Germany, like Japan, has retained its position as one of the world’s top recorded-music markets more because of robust physical music sales than because of any digital revolution, although that also arguably held industries in both countries back from throwing their weight behind streaming – because they saw themselves as having more to lose from too-fast cannibalisation of CD sales. That risked losing out on the streaming-fuelled rebound to growth in other countries, although our suspicion has always been that this rebound was merely delayed in Germany and Japan, rather than missed altogether.

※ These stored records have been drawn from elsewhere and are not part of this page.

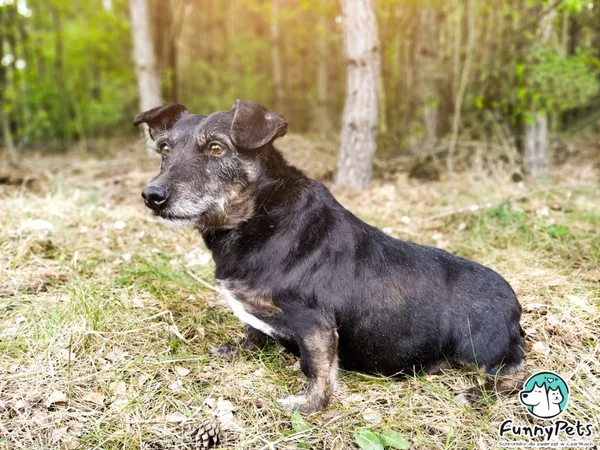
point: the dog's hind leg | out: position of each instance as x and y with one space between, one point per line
319 362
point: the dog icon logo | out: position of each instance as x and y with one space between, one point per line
545 395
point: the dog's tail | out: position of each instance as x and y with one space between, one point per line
509 383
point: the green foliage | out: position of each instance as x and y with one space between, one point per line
547 81
77 80
298 424
67 71
370 440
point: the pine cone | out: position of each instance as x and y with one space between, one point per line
207 435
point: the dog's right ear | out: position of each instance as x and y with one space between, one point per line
161 118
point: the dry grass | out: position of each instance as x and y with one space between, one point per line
104 338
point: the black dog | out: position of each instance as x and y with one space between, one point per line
298 267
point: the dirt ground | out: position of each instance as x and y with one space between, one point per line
107 315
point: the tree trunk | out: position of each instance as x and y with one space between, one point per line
144 57
460 95
535 139
321 122
276 57
359 120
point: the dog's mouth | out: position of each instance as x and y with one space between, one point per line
176 217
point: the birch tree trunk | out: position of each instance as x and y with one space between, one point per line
144 57
321 122
276 57
359 120
535 139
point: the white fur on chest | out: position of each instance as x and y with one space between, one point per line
240 312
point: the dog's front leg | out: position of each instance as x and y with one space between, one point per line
319 362
253 340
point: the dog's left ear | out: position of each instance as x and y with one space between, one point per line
161 117
254 126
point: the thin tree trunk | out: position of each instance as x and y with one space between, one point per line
536 136
9 143
276 57
460 95
321 121
144 57
359 122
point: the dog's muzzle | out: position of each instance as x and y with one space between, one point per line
155 196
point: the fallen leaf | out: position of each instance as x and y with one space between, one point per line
540 347
577 301
352 398
119 388
94 397
142 379
371 416
176 385
116 355
56 397
176 417
224 412
181 371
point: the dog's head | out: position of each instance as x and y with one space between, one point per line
210 164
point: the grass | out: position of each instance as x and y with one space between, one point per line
105 339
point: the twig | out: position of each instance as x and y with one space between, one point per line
201 281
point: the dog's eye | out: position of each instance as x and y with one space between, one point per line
216 149
164 149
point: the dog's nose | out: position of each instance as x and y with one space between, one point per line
155 196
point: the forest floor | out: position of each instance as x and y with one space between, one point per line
105 331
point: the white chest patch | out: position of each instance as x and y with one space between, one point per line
239 311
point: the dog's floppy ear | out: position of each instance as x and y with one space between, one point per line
254 126
161 117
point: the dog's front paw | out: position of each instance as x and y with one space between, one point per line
225 351
301 403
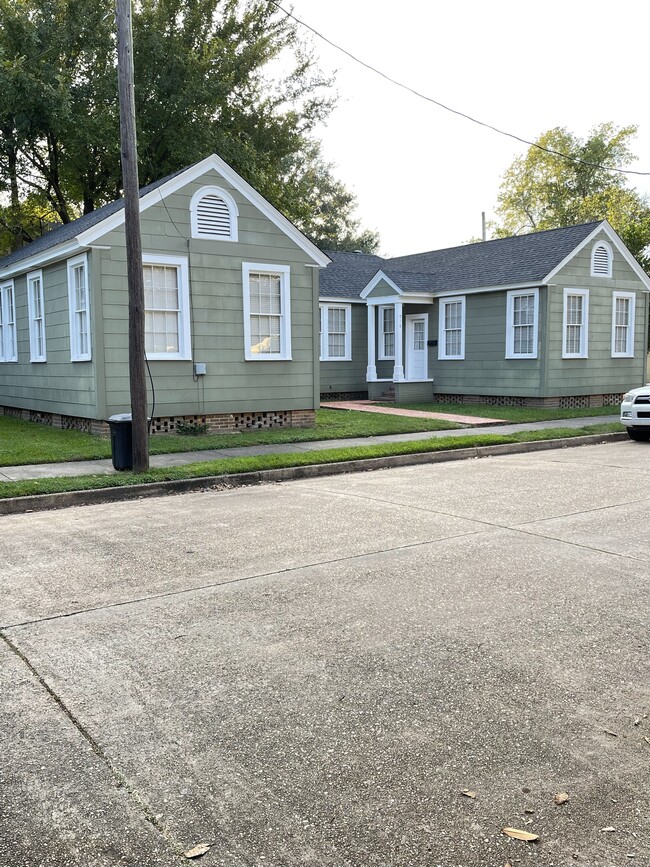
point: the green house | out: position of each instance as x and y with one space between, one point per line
555 318
231 298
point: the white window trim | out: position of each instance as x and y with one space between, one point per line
184 332
324 331
75 353
282 271
584 335
442 355
381 356
510 323
609 259
232 210
33 343
629 352
7 289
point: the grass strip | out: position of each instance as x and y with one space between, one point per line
24 442
229 466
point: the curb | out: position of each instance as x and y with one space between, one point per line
47 502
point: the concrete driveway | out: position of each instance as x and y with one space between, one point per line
311 673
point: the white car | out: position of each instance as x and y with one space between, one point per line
635 412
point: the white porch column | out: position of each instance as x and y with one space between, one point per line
398 369
371 370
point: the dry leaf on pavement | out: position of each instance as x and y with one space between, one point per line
198 850
519 835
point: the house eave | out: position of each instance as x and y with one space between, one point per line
52 254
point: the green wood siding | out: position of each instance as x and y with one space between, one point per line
485 369
232 384
56 385
337 376
599 373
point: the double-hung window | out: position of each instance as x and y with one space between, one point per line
79 306
35 306
575 323
521 324
267 312
166 307
451 329
8 345
335 332
386 333
623 325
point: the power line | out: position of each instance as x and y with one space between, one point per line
447 107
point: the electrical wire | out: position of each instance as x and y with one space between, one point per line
453 110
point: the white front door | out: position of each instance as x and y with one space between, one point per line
417 366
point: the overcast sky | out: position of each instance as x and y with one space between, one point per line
422 175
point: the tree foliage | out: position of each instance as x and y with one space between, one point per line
543 191
207 79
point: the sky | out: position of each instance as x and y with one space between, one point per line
422 175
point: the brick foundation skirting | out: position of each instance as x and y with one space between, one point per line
344 395
575 401
216 422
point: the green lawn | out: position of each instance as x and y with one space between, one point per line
23 442
519 414
227 466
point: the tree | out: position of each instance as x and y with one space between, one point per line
544 191
208 79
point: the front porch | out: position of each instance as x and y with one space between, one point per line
398 349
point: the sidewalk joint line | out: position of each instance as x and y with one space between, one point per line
120 780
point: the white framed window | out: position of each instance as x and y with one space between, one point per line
575 323
451 329
386 333
214 214
267 312
335 332
166 307
36 309
601 260
623 304
522 316
8 343
79 306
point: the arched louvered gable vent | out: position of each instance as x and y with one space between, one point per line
214 215
601 260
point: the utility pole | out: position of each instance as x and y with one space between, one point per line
129 152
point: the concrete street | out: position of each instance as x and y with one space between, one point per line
312 672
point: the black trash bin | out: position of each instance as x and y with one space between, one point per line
121 440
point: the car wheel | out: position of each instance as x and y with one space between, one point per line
639 435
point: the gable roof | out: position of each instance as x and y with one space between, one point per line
348 274
517 261
80 233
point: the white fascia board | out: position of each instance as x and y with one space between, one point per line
504 288
216 164
379 276
331 299
52 254
620 247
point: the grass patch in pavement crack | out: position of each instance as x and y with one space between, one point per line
230 466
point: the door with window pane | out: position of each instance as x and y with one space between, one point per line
416 348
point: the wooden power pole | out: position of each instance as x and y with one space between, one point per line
129 150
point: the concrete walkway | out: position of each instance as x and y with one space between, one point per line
105 467
384 409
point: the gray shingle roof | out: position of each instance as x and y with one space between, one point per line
502 262
348 274
68 231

The latest figures from the German industry body BVMI seem to support that. In the first half of this year, recorded-music revenues in Germany were €783.2m (around $882.4m), up 7.9% year-on-year, and the highest growth rate since 1993 according to BVMI. Within that, audio-streaming revenues grew by 27.7% and now account for 56.4% of recorded-music revenue in Germany. Add in downloads and income from video streams, and Germany is now a 66% digital market.

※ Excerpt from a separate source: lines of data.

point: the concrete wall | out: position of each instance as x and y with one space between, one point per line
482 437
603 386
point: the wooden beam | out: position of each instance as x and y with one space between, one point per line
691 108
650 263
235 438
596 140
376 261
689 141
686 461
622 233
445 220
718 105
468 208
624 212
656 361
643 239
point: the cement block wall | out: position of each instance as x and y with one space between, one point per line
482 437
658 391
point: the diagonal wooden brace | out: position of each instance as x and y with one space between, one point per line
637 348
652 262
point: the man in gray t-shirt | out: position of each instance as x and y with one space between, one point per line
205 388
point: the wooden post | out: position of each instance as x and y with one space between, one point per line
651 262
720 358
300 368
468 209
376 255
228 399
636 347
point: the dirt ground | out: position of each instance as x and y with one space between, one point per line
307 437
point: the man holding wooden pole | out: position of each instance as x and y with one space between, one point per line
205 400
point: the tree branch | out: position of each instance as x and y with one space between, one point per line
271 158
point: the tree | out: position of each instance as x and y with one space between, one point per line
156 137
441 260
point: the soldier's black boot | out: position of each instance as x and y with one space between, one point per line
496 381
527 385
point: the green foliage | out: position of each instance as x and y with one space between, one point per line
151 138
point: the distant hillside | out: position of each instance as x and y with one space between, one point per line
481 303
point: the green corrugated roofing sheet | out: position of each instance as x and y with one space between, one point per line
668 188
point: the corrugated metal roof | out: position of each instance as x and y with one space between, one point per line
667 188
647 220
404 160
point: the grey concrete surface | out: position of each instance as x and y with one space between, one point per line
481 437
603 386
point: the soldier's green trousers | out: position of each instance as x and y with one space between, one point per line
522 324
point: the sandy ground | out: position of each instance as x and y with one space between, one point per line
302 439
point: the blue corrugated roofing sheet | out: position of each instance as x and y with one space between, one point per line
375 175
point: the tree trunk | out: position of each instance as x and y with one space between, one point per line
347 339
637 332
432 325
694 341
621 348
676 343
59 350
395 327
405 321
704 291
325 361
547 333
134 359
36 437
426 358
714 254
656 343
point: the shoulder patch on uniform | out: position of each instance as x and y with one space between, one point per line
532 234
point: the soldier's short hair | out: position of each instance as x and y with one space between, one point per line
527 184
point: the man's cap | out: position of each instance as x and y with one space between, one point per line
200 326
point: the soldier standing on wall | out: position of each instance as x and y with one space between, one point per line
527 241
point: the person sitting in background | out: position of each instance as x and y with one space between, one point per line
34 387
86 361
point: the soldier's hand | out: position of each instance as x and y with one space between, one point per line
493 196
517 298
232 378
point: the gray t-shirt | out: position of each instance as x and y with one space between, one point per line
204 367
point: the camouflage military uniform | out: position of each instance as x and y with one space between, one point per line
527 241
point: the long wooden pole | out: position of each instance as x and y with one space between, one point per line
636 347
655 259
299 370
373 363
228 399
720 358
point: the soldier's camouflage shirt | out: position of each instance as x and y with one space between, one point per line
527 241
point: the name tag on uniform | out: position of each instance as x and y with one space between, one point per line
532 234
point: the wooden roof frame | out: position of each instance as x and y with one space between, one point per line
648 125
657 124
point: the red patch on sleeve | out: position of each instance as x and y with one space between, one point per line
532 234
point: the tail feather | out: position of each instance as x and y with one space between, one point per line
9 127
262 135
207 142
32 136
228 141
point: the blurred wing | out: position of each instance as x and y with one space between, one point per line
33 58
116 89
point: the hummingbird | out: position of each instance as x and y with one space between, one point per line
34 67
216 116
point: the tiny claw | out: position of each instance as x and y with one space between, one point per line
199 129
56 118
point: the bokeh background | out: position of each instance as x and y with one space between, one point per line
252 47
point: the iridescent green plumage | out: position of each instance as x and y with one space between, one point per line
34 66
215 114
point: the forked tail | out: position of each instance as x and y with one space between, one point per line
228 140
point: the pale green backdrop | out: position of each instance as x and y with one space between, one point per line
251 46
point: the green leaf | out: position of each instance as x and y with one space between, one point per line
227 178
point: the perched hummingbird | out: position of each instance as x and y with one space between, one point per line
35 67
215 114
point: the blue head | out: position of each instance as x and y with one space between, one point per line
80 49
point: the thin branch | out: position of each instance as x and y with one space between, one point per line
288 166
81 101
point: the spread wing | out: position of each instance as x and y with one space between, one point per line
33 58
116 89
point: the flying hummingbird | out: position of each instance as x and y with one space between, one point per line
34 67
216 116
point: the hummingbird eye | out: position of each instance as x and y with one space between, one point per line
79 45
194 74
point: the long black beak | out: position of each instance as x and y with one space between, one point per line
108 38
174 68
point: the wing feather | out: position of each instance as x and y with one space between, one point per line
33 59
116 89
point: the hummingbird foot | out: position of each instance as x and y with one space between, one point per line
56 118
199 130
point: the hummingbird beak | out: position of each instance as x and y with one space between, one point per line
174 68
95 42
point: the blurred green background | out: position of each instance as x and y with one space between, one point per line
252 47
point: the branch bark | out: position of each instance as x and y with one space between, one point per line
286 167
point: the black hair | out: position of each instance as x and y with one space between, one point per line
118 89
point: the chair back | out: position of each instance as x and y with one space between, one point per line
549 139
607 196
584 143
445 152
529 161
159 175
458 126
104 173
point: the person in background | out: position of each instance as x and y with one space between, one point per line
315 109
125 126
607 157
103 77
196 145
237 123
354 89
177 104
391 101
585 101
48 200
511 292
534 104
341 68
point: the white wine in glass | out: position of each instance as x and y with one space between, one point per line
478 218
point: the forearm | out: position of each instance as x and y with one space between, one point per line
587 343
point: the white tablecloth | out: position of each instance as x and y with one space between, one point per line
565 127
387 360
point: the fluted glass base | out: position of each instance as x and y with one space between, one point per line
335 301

Compare all this positivity to the first-half figures for 2018, when BVMI revealed a 2% year-on-year decline in recorded-music revenues, at a time when many other countries were trumpeting their return to growth. The turnaround now isn’t just about audio-streaming, though. In fact, BVMI called out the fact that CD sales “stabilised slightly” in the first half of 2019, falling by just 11.7% compared to the 24.5% decline reported at this stage a year ago. And yes, BVMI continues to criticise YouTube for the level of its payouts, noting that ‘other digital’ platforms (mainly video streaming) only generated 3% of overall revenues in the first half of 2019.